Indeed, more than one filmmaker cited Ebert as a savior. Gregory Nava (“El Norte”) tearfully recalled his friendship with the man, while “Middle of Nowhere” director Ava DuVernay delivered a lengthy rundown his support for her over the years—as well as meeting him when she tried to crash an Oscars rehearsal as a young girl. Still another director Ebert championed, Steve James of “Hoop Dreams,” could be glimpsed off to stage left, working on his documentary adaptation of Ebert’s memoir, “Life Itself.”More than one speaker praised Ebert’s devotion to free speech and political voice. Former Playboy CEO (and onetime Boston Phoenix critic) Christie Hefner called him “an optimist about life and politics.” Milos Stehlik, director of Chicago’s cinema-and-video juggernaut Facets Multimedia, shared Ebert’s 1986 review of Jean-Luc Godard’s “Hail Mary,” which the theater showed in spite of protests and even a bomb scare. Ebert gave the movie 1.5 stars, yet wrote: “It is not a good film, but I submit that it is not a sacrilegious one.”
“Roger didn’t like ‘Hail Mary,'” Stehlik said, “but he defended our right to show it.” Recalling an evening watching Ebert talk about national issues with Michael Moore, Ebert’s co-host Richard Roeper remembered his sparring partner as a consummate storyteller. Andrew Davis (“The Fugitive”) compared him to Mark Twain and Carl Sandburg.
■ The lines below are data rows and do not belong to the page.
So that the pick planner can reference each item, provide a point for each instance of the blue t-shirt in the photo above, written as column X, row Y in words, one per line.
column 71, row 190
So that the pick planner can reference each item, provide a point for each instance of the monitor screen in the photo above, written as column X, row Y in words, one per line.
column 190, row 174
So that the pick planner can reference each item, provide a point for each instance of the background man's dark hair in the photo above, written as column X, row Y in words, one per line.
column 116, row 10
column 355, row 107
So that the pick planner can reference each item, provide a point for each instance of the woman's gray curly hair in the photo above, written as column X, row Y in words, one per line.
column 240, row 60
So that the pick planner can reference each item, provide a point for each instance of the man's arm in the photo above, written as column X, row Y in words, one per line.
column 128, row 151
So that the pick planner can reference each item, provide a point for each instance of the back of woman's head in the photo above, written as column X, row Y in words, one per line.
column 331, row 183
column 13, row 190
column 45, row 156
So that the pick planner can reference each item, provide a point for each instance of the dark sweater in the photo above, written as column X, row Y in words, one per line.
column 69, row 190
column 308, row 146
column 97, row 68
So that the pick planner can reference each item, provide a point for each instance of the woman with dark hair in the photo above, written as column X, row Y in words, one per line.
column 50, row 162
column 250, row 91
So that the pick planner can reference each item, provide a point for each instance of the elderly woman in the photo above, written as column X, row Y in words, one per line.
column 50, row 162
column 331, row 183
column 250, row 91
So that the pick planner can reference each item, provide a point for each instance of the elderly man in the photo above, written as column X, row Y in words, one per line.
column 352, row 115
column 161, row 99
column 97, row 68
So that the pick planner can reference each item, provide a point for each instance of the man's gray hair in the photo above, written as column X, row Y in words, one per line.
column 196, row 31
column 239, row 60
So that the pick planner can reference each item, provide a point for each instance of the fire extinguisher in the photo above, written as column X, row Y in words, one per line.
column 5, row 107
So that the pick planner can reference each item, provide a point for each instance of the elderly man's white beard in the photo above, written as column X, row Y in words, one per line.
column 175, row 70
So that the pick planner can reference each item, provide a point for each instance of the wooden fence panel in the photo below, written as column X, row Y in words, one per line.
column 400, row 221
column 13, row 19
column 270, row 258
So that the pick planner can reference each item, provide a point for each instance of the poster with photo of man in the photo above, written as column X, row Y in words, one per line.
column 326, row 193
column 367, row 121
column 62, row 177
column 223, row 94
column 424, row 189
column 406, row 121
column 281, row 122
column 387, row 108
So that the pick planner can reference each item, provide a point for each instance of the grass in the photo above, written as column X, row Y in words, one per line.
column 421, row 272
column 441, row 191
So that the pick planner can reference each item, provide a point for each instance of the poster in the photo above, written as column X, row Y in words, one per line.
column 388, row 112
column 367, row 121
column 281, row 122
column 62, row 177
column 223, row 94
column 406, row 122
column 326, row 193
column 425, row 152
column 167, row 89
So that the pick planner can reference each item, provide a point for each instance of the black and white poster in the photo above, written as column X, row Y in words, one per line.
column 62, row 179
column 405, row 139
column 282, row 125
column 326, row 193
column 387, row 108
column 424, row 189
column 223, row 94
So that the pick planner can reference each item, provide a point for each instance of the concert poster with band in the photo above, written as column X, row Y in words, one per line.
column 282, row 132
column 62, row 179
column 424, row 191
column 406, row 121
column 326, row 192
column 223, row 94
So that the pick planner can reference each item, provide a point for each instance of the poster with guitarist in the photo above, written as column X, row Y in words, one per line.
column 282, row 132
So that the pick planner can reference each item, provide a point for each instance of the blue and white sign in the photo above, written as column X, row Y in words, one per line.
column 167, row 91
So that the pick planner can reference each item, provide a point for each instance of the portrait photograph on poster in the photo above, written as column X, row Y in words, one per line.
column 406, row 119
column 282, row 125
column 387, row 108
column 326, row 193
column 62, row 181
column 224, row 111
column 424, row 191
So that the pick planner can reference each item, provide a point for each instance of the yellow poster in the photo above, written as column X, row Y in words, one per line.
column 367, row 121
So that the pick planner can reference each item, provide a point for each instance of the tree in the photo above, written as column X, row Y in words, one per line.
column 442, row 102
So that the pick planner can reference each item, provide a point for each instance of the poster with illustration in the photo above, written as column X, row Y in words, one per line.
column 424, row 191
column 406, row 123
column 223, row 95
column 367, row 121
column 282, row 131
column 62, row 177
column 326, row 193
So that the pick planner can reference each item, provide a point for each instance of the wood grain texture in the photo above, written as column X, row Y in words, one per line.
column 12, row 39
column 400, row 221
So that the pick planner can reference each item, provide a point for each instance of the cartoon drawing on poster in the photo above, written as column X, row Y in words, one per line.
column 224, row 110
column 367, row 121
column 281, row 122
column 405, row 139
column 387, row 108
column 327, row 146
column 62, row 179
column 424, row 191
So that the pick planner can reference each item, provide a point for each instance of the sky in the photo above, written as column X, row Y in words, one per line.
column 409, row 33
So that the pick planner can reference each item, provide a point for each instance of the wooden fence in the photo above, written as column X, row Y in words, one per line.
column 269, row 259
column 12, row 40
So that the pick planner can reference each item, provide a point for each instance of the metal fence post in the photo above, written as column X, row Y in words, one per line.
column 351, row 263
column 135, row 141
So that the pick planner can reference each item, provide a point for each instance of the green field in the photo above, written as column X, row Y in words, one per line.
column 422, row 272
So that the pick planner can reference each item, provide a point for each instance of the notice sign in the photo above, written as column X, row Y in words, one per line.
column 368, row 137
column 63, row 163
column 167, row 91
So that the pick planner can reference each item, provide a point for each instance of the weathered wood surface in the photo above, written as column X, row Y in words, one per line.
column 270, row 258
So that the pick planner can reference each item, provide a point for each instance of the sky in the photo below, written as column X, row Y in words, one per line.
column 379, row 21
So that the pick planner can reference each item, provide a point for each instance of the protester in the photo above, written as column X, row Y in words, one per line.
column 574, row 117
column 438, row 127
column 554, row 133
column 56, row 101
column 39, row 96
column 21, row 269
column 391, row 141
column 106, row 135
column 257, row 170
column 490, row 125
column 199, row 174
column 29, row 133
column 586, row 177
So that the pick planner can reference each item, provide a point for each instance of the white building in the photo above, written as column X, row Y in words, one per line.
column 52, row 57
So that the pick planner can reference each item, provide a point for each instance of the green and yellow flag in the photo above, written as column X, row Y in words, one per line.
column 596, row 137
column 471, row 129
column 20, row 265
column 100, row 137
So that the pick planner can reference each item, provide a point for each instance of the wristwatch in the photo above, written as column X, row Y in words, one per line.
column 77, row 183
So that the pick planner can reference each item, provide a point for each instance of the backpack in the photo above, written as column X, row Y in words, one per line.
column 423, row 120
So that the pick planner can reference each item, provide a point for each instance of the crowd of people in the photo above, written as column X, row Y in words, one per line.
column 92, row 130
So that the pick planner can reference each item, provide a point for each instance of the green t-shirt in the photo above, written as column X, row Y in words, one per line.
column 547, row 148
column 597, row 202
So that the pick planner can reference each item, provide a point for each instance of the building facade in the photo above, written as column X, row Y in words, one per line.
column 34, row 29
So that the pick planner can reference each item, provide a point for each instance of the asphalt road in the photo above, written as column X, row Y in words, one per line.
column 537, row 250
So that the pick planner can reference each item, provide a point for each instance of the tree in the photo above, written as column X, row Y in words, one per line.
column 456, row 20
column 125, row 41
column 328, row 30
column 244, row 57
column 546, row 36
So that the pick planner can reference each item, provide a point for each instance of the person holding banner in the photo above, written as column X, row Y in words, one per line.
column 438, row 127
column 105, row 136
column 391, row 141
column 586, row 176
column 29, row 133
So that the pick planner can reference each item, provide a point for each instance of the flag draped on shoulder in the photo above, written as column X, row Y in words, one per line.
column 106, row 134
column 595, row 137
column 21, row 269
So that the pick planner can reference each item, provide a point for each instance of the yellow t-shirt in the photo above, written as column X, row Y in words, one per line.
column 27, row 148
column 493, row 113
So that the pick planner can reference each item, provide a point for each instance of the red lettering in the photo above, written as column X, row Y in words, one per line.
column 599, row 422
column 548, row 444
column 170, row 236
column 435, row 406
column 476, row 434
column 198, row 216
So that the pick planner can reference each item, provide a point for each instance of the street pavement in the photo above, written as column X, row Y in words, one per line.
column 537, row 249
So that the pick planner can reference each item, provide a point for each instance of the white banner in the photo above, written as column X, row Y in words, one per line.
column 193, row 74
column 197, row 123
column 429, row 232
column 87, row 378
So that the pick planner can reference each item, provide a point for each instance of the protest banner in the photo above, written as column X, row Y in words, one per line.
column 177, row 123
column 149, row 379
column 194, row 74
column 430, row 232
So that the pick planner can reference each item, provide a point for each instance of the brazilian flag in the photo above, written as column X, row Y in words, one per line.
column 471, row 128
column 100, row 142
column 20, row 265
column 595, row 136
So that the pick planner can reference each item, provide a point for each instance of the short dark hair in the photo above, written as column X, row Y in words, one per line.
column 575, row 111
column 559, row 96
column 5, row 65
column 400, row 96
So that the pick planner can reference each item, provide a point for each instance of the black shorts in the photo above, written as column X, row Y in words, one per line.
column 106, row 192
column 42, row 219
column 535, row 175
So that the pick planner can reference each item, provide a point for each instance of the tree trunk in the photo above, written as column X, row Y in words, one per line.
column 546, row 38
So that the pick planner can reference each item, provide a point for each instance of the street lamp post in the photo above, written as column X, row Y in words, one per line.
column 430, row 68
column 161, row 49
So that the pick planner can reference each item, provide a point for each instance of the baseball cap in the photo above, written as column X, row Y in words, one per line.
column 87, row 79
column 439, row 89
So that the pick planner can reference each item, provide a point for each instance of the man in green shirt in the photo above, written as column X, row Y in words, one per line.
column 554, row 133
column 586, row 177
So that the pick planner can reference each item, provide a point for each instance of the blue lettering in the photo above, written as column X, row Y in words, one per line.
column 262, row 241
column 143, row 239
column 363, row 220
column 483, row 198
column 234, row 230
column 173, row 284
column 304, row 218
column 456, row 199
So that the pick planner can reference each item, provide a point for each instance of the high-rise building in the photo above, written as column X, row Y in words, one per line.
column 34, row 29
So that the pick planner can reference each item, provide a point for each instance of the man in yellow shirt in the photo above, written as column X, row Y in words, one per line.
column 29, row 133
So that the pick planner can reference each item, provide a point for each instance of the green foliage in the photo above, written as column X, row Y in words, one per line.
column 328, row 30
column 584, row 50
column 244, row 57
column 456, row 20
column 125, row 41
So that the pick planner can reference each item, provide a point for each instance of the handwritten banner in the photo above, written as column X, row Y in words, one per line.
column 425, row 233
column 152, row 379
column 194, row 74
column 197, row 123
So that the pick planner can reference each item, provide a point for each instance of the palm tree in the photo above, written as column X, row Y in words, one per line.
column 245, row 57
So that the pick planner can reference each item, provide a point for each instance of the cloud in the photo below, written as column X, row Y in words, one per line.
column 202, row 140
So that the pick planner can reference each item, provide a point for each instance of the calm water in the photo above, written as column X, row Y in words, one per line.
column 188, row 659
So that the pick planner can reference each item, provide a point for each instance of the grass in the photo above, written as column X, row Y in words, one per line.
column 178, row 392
The political realm appeared in a different way when Joan Cusack, standing alongside her brother John, read a letter from the President and First Lady, who called Ebert “a man with remarkable tenacity and a contagious zest for life.” Afterward, John recalled anxiety about meeting Ebert during a press tour for “The Sure Thing,” and said that studios would always tell him Ebert was an important interview (“which in Hollywood,” he added, “I think means, ‘We can’t buy this one'”).
Others recalled Ebert helping them through alcoholism and, since losing his voice in 2006, providing a very public example of the notion that a disability doesn’t require slowing down. Some speakers simply shared old stories. Ale-house owner Bruce Elliott relayed a riotous tale of a bar fight with Ebert that ensued, in a roundabout way, after Elliott complimented a woman’s décolletage.
Livened with vintage clips from “Siskel & Ebert,” “The Tonight Show,” “The Critic,” and even YouTube-spread outtakes from the reviewing duo’s long-running series, the evening made for a more celebratory counterpart to Monday’s funeral mass. Both events were open to the public. Last night’s standing ovations were reserved for Chaz, who spoke, pausing at length, toward the evening’s end. “I don’t know what star planet he came from,” she said. “Or where he’s going now.”
More than one speaker mentioned Ebert’s 2011 Salon essay “I do not fear death,” in which he wrote, “After a lifetime of writing, teaching, broadcasting and telling too many jokes, I will leave behind more memes than many.”
Even an epic tribute couldn’t cover them all.